The Anne Frank Gift Shop, which won the Audience Award for Best Short after its screening at the 25th Hong Kong Jewish Film Festival in November, is a 15-minute short film that imagines a meeting between The Anne Frank House and the New York design firm they’ve hired to renovate their gift shop to appeal to young people. Its mockumentary style is reminiscent of The Office or Parks and Recreation, as are the dynamics between the characters – including representatives from the museum, creative brains from the ad agency and a young influencer who is mocked early on in the film for her comment after visiting The Anne Frank House that “the attic was big”.
Rapkin, who wrote and directed The Anne Frank Gift Shop as well as wrote the book that inspired the film series Pitch Perfect, says the project grew out of a sense of real concern. “A landmark 2020 study – the US Millennial Holocaust Knowledge and Awareness Survey interviewing adults aged 18-39, also known as Millennials and Gen Z, across 50 states in the US, and later on, other parts of the world as well – by the Conference on Jewish Material Claims Against Germany revealed that a majority of young Americans did not know basic facts about the Holocaust,” he says. “Two-thirds of those surveyed could not tell you that six million Jews were murdered; 11% somehow believe Jews ‘caused’ it.”
“How was that message getting lost?” Rapkin wondered. “This isn’t ancient history. If Anne Frank were alive today, she’d be three years younger than Mel Brooks. And he’s still working as a comedian. Anne Frank could have watched The Wizard of Oz on her 11th birthday. And we’re still watching that movie and talking about her ruby slippers.”
Jane Sinisi, the granddaughter of Holocaust survivors, produced The Anne Frank Gift Shop along with Reboot Studios. “She was the first person to tell me it was okay to put an escape-room joke in a movie about Anne Frank,” Rapkin says. “How else do we process horror? She understood that this film aims to meet Gen Z where they live, disarming them with a comedic language they speak before hitting them with the project’s essential appeal.”
Just as you’d expect of a real meeting at a creative agency, wild suggestions fly – like Anne Frank or her cat, Moortje, having accounts on TikTok (the Auschwitz Memorial and Museum, it should be noted, does have accounts on various social media channels) or selling books at the gift shop about other feminist “icons” such as Katniss Everdeen. All jokes aside, The Anne Frank Gift Shop helps audiences have a better understanding of how difficult it is to revitalise history.
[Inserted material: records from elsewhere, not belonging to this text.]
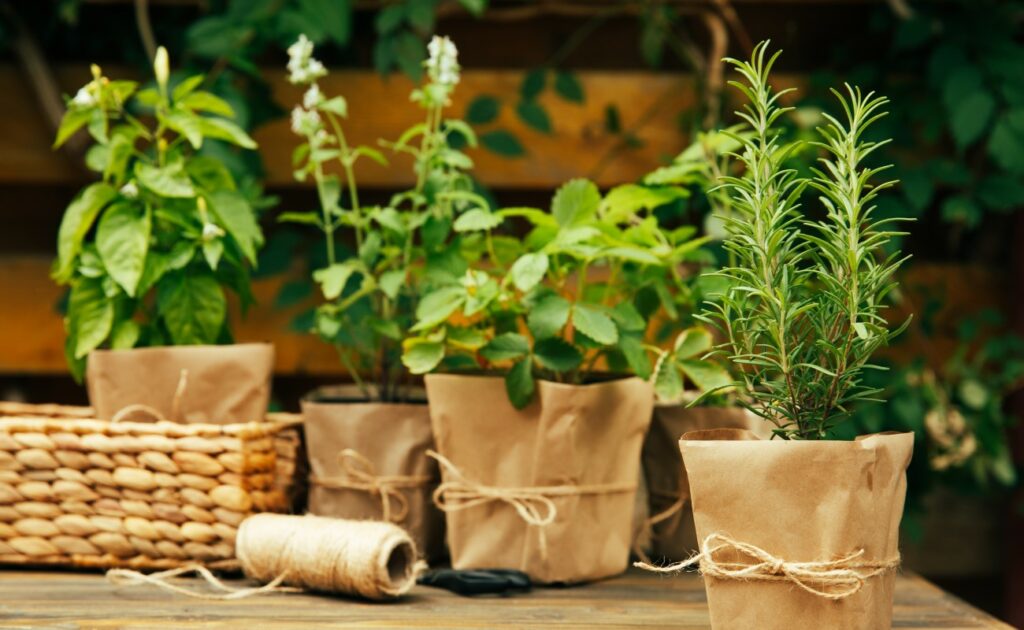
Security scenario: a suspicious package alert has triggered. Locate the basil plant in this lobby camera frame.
[281,36,482,402]
[52,48,263,378]
[402,179,730,408]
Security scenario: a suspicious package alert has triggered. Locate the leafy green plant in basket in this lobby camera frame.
[52,48,263,377]
[402,174,728,408]
[282,37,482,402]
[708,42,905,439]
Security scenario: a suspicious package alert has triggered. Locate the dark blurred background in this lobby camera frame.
[0,0,1024,626]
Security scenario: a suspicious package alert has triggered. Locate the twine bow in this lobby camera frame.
[427,451,636,559]
[309,449,432,522]
[111,368,188,422]
[633,534,900,601]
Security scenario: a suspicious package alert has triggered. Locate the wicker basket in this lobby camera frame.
[0,403,301,569]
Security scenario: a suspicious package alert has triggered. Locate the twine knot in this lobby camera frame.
[634,534,900,601]
[427,451,636,559]
[309,449,432,522]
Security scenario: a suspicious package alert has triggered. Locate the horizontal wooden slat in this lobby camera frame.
[0,256,1007,376]
[0,66,795,188]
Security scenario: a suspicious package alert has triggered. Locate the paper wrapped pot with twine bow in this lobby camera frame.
[302,387,444,559]
[426,374,654,583]
[645,429,913,630]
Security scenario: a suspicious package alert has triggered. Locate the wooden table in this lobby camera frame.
[0,571,1010,630]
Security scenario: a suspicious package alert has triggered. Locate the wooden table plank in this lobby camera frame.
[0,571,1010,629]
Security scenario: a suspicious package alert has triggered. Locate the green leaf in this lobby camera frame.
[480,333,529,363]
[197,117,256,149]
[135,162,196,199]
[207,191,263,264]
[178,91,234,118]
[380,269,406,300]
[572,302,618,345]
[654,354,683,402]
[68,278,114,359]
[949,91,995,149]
[96,203,151,297]
[555,70,584,102]
[53,183,117,283]
[534,337,583,372]
[519,68,548,100]
[53,108,92,149]
[679,359,732,391]
[480,129,526,158]
[505,358,535,409]
[412,287,466,332]
[157,266,227,345]
[313,260,356,300]
[515,100,551,133]
[509,252,548,292]
[454,208,503,232]
[551,179,601,226]
[526,294,570,339]
[401,341,444,374]
[672,326,713,359]
[466,94,502,125]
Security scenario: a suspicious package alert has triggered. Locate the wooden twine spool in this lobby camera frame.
[106,514,423,599]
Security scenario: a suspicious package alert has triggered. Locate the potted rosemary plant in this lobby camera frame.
[402,175,702,583]
[52,48,273,423]
[282,36,476,557]
[643,42,913,628]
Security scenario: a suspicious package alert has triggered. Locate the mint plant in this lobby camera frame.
[708,42,905,439]
[402,175,729,408]
[281,36,486,402]
[52,48,263,378]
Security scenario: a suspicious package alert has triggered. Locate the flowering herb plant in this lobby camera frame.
[402,175,730,408]
[707,42,905,439]
[282,36,485,402]
[52,48,263,377]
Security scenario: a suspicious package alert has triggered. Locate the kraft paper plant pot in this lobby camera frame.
[426,374,654,583]
[85,343,273,424]
[679,429,913,630]
[642,404,770,560]
[302,386,444,560]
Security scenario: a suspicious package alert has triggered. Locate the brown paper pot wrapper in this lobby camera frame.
[86,343,273,424]
[679,429,913,630]
[641,404,766,560]
[302,387,444,560]
[426,374,654,583]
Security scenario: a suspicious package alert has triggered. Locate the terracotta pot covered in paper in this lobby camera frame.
[85,343,273,424]
[679,429,913,630]
[302,387,444,560]
[426,375,654,583]
[642,403,767,560]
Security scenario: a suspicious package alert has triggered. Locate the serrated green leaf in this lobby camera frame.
[157,266,227,345]
[401,341,444,374]
[551,179,601,226]
[534,337,583,372]
[572,302,618,345]
[505,356,535,409]
[96,204,151,297]
[509,252,548,292]
[53,183,117,283]
[480,333,529,363]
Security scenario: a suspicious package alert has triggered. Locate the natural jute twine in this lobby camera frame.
[427,451,636,558]
[309,449,433,522]
[633,534,900,600]
[106,514,422,599]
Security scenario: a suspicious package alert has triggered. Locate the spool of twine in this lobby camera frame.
[106,514,421,599]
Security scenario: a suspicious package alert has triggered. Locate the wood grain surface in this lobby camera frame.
[0,571,1010,629]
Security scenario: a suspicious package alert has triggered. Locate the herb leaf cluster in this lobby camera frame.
[708,42,902,439]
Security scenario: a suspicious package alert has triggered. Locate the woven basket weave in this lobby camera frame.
[0,403,301,569]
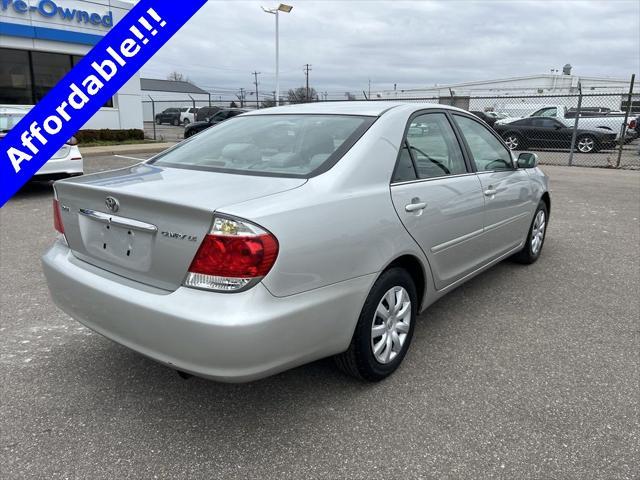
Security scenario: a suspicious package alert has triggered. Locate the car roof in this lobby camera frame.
[0,107,31,115]
[245,100,466,117]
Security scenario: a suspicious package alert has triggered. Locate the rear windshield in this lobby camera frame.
[149,115,375,178]
[0,113,25,132]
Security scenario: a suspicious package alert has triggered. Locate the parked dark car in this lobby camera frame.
[469,110,505,127]
[184,108,249,138]
[196,107,222,122]
[156,108,180,126]
[494,117,616,153]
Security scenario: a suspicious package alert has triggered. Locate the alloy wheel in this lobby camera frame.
[578,137,595,153]
[531,210,547,255]
[371,286,412,364]
[504,135,518,150]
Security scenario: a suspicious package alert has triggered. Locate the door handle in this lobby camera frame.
[404,202,427,212]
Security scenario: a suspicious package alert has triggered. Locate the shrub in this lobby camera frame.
[75,128,144,144]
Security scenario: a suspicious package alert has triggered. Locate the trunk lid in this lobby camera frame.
[55,164,306,291]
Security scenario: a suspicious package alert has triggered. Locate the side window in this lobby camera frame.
[407,113,467,178]
[540,118,558,128]
[454,115,513,172]
[391,144,418,182]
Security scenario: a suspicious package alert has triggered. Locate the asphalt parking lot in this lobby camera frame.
[0,157,640,480]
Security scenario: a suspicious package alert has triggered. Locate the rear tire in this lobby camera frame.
[334,268,418,382]
[576,135,600,153]
[503,133,525,150]
[512,201,549,265]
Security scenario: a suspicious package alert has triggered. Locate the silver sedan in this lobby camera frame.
[43,102,551,382]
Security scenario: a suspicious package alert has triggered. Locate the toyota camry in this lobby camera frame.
[43,102,551,382]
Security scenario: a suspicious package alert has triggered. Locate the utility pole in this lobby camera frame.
[239,88,244,108]
[253,72,262,109]
[304,63,311,102]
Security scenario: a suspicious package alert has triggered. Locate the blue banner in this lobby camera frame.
[0,0,206,206]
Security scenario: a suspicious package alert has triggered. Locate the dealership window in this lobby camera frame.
[0,48,33,105]
[0,48,113,107]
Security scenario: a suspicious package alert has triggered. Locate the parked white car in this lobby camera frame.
[496,105,624,136]
[0,107,84,180]
[180,107,198,125]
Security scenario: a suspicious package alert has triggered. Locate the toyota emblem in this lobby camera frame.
[104,197,120,213]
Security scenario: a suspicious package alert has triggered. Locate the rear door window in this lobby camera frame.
[453,115,513,172]
[149,112,376,178]
[406,113,467,178]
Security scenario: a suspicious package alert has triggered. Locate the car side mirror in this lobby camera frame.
[518,152,538,168]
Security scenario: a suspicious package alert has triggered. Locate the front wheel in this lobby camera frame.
[513,201,549,264]
[504,133,524,150]
[335,268,418,382]
[576,135,598,153]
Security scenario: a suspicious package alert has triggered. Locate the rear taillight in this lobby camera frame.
[53,198,64,235]
[184,217,278,292]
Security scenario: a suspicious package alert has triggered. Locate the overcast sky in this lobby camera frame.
[142,0,640,97]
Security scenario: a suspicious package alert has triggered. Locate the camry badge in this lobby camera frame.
[104,197,120,213]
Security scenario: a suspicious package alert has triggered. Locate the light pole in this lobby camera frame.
[260,3,293,106]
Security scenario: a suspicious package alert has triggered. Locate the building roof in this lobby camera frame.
[140,78,209,95]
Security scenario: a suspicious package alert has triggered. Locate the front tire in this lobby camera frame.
[335,268,418,382]
[504,133,524,150]
[513,201,549,265]
[576,135,599,153]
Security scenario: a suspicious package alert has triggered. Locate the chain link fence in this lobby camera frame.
[143,90,640,169]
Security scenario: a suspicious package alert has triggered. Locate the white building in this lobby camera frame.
[376,70,640,110]
[0,0,143,129]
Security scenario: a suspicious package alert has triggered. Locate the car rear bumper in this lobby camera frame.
[42,241,375,382]
[35,156,84,180]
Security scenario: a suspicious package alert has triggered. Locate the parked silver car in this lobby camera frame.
[43,102,550,381]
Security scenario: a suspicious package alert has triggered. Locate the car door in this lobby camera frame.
[453,113,535,262]
[532,117,564,148]
[391,111,484,290]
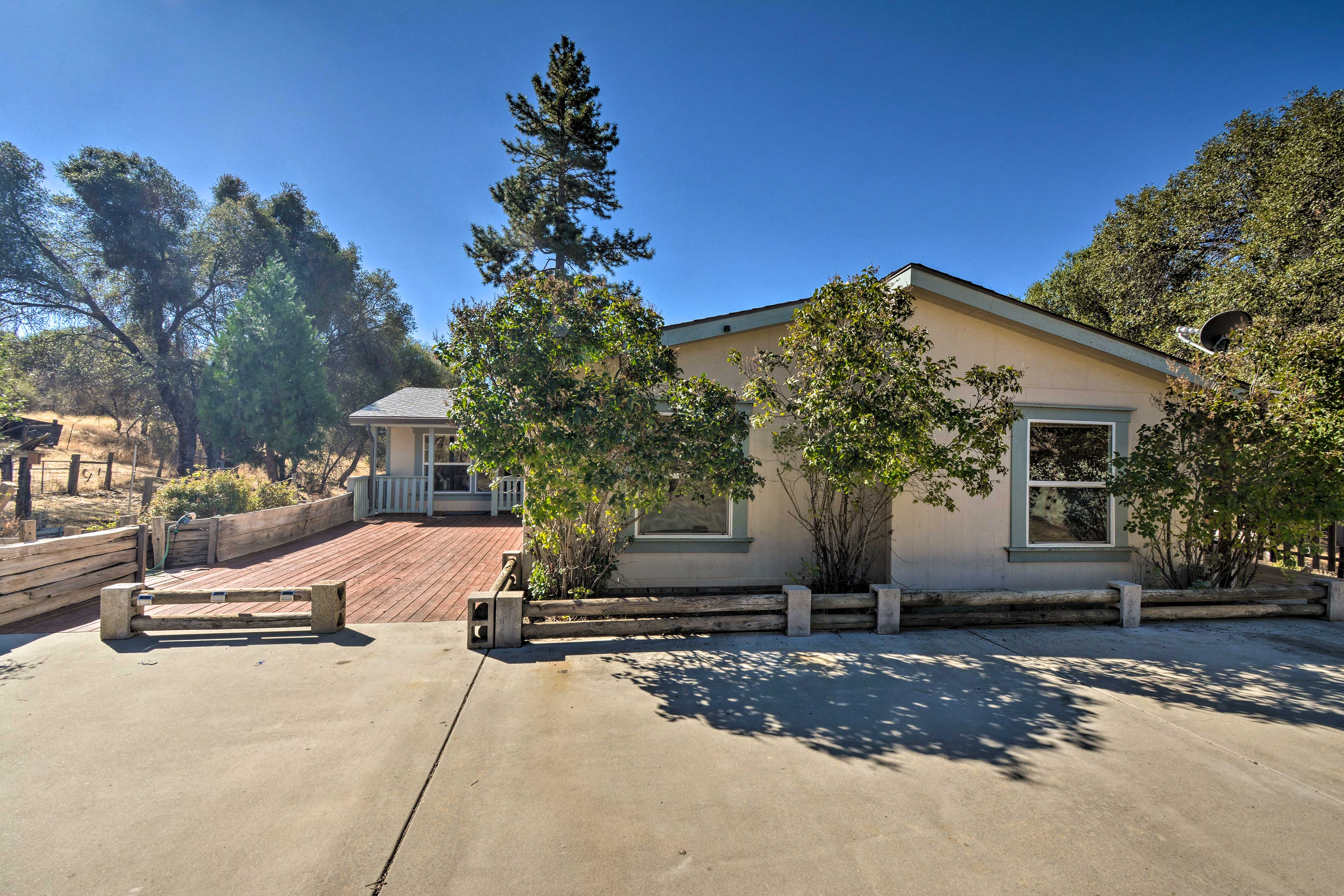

“Anne Frank is a feminist icon. She was also a real person. She was a young girl who was forced to hide in an attic for two years because she was Jewish. And she died at Bergen-Belsen in 1945. She was 15,” Rapkin says. “But I think humour shakes things up for viewers. What we’re trying to do is get young people to pay attention.”
Anne Frank and The Anne Frank Gift Shop are comparable in a way that they serve as a baby step into a bigger world and perhaps an easier way to learn about a difficult period of history. As mentioned in the film, Anne Frank is essentially a brand and The Diary of a Young Girl is the best-selling book of all time behind the Bible. Even the Holocaust is a brand, Rapkin points out. “It wasn’t even called the Holocaust until the 1960s. And even then, the name wasn’t really popularised until a miniseries called Holocaust.
“I don’t think we’re commercialising history. Anne Frank is historically a way for young people to talk about the Holocaust, because they identify with her. But as we say in the film, she is just one of six million Jews murdered in the Holocaust. If you knew the story of every Anne Frank, your head would explode.”
Rapkin still remembers his first visit to The Anne Frank House some 20 years ago, before the gift shop was relocated across the street. “When I visited, you exited through the gift shop,” he says. “[In 2020], the café at The Anne Frank House was renovated.
The architect gave an interview and talked about how much care went into designing the café. Visitors often have such an intense, emotional reaction to the house that the café provides a buffer between the house and the real world.
“One might think it’s strange to have a café at The Anne Frank House. But I absolutely understand and appreciate that need for a space to sit and reflect before emerging into the crowded Amsterdam streets,” Rapkin says, before reflecting on what it meant for him as a Jewish person to visit the house. “It was devastating. As you might expect, I had a very emotional reaction. You’re walking through sacred ground. It was very quiet, everyone was very respectful of the history. This was before smartphones. Maybe it’s different now. But that’s how I remember it. Everyone in the space could feel the weight of history.”
Smartphones, in fact, may be one reason why young people today are tuning out when it comes to this painful experience. “It’s hard to be a young person today,” Rapkin explains. “As we say in the film, they have access to tragedy in their pockets 24 hours a day.” The film’s influencer character, Madison, played by Mary Beth Barone, calls it “empathy fatigue” – otherwise known as the negative result of repeated exposure to stressful or traumatic events.
Nevertheless, the Claims Conference survey did provide one ray of hope in that 80% of respondents believe that it’s important to continue teaching about the Holocaust, in part so that it doesn’t happen again. And as the museum representative Ilse, played by Kate Burton, says in The Anne Frank Gift Shop, doing something is still better than nothing. “I don’t know how to reach young people. But the cost of doing nothing? That I do know. We have to tell this story again and again and again. Every which way. Or it will happen again.”